Prince of Wales Public School, built in 1876, was the oldest elementary school in the Simcoe County District School Board. The school was located in downtown Barrie, Ontario, Canada and shared a field with neighbouring Barrie Central Collegiate Institute. It was one of two elementary schools in Barrie, Ontario to offer an Extended French program. The last principal was Jan Olson. Prince of Wales officially closed on June 30, 2011.

==Closure of the school==
Prince of Wales Public School had been placed on the list of 'Prohibitive to Repair' schools in the Simcoe County District School Board and, after an Accommodation Review Process took place, and a recommendation was submitted to the school board trustees, it was decided that Prince of Wales Public School would close in June 2011. Since closing, former Prince of Wales students have been attending Hillcrest Public School.

==Homework policy==
There had been a significant controversy over homework with parents and educators arguing that it imposed an unfair burden on the children and that it discriminated against those from less-supportive homes.
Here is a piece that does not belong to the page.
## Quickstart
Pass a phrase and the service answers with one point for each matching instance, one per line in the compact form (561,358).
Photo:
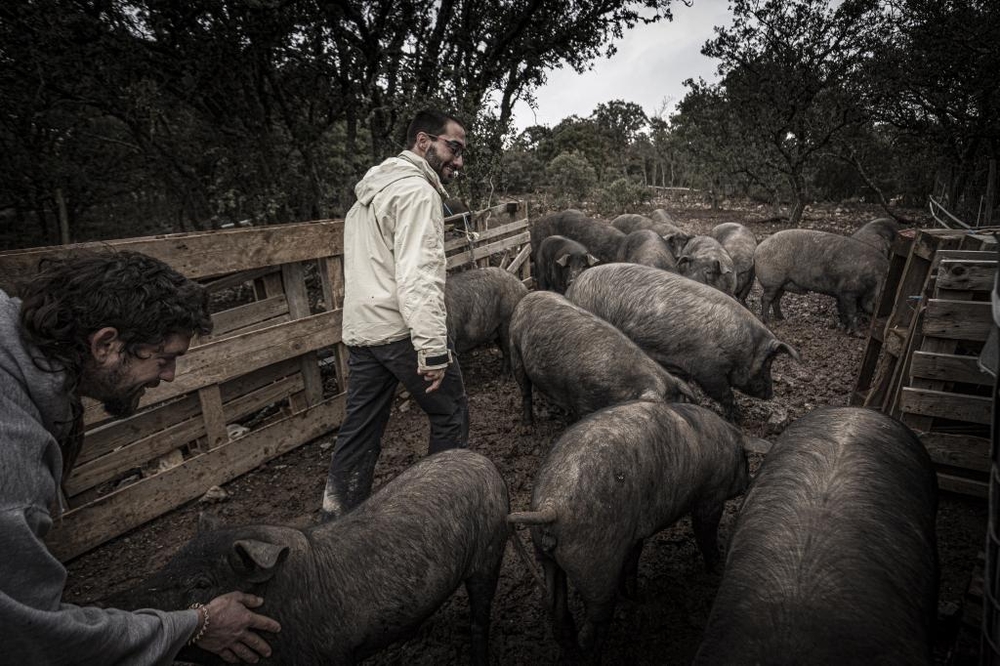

Consequently, the school had a homework-free policy for the 2007-2008 school year.

==Medical guidelines==
New medical guidelines recommended that all schools with a competitive athletics program should have an Automated external defibrillator (AED). In launching the guidelines, the case was cited of an 11-year-old Prince of Wales student, Chase McEachern, who died of a heart attack in the school gymnasium in February, 2006. Prince of Wales did not have an AED.